You should only be required to pay privately for scaling, if you elect to have it for cosmetic reasons. So you will need to have a discussion with your dentist at each check-up to find out his/her view on your clinical condition and the reasons for the scale.

Wasim says:
15 November 2012

I am a practising dentist in London and have followed this thread with great interest. Unfortunately, I like many other dentists believe that the public has been firmly let down by the government.
In addition, I believe that no dentist should ever have signed up to this contract.
Any system which relies on a “swings in roundabouts” finance, a comment made by the CDO representing the government has to be laughable at best.
Ultimately, the consumer wants the best deal, which is understandable. Dentists are required (and rightly so) to spend adequate time treating and helping patients prevent dental disease, yet the net spend on NHS dentistry has remained the same since 2006.
The government needs to desperately increase funding in to NHS dentistry if it is to survive, otherwise I foresee a complete end to NHS dentistry very soon.
I do sympathise with dentists who have financial constraints in offering all treatment that are “technically available” under the banded treatment.

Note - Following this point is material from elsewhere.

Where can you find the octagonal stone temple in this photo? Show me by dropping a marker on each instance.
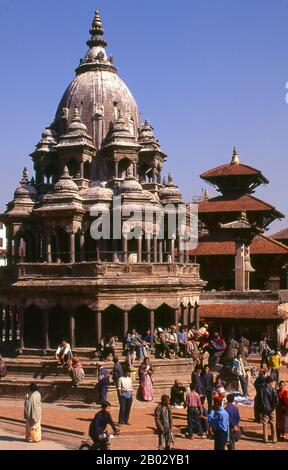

However, I have always found that having an open and transparent relationship with your patient and explaining the constraints to them often results in a positive outcome.
Please email your MP, fight in your forums, do what you can but please do not shoot the messengers. Most dentists are fair and decent, and really want to help but are unable to do so due to this ridiculous contract in place

UncleMax says:
19 April 2013

I would like to see which? conduct a review of services that (private) dentists provide. eg. invisalign – massive variations in fee structures, tooth whitening – just what works and what doesn’t etc. etc.